Год возвращался в бледных обносках зимнего неба, стирая строки такого недавнего и так мгновенно опустевшего прошлого. Каштаны в саду стояли голые, как проволока; на освобожденных от шороха жизни сучьях вечерами распускались знакомые созвездия, названные мне Аратом в самой помойной из поэм, которую дядька, тоже не энтузиаст, пробовал скрасить ночными дозорами. «К югу простерлись пределы покинутой дщери Кетея». Солнце моего детства в двенадцатый раз покинуло пределы Стрельца, и я внезапно вообразил себя совершенно новым человеком, хитрым и хищным, как змея в первой чешуе юношества. Телесно я рос не особенно быстро, но пространство разума в считаные месяцы раздалось, как мне казалось, до границ обитаемого, поглотив и эти сквозящие в сучьях звезды с их затейливыми греческими названиями. Мы даем имена вещам и явлениям, чтобы приручить их и ввести в обиход, забывая, что любой камень под ногами достоин изумления наравне с северной авророй, — он существует, в отличие от несметного множества никогда не возникших предметов без формы и имени, и даже имевших прежде эти атрибуты, как чья-нибудь мать или брат, но остающихся теперь такими же камнями у городских ворот по дороге в Сагунт, с которых ветер и град годами сбивают насечку человеческой любви и памяти.
Ощупью покинув пределы одиночества, я очутился в каменном доме взрослых, где зеленоватое зимнее небо висело так низко, что зубцы башен, откуда нас вечно стерегли призрачные братья Скипионы, пропахивали в нем звездные борозды, а потемневшая от бурь бездонная вода бухты уже не исторгала на сушу мучивших ребенка чудовищ и была родная сестра светлому камню берега.

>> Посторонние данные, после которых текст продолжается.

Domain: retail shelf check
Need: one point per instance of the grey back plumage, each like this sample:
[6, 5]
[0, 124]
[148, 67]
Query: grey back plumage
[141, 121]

Молчаливый разрыв с Иолладой научил меня вере в простые законы судьбы; в этом медленном миме я сам был игрок и герой, а прежняя смерть близких отводила лишь роль испуганного зрителя. Жизнь оказалась системой правил, которые следовало понять, а не соваться со своими. Ненависть накатывала и отступала, восторг сменялся безразличием, будничная близость воспитывала любовь. В дни досуга, убегая с новым другом в карьер или к дальним береговым утесам, я учился свободе, и страх отступал.
В новогоднее утро меня растолкали рано, но я не пал упираться, видя в этом лишь подтверждение вчерашним благим приметам. Мой день рождения приходился почти в праздники, и у нас было заведено дарить мне подарки лишь к одному из поводов, но так, чтобы не было обидно за прошлый. Обидно, впрочем, было брату, который давно свернул шею своему сентябрьскому кролику и накануне пламенел завистью моему предстоящему счастью, заранее разочаровавшись и собственном.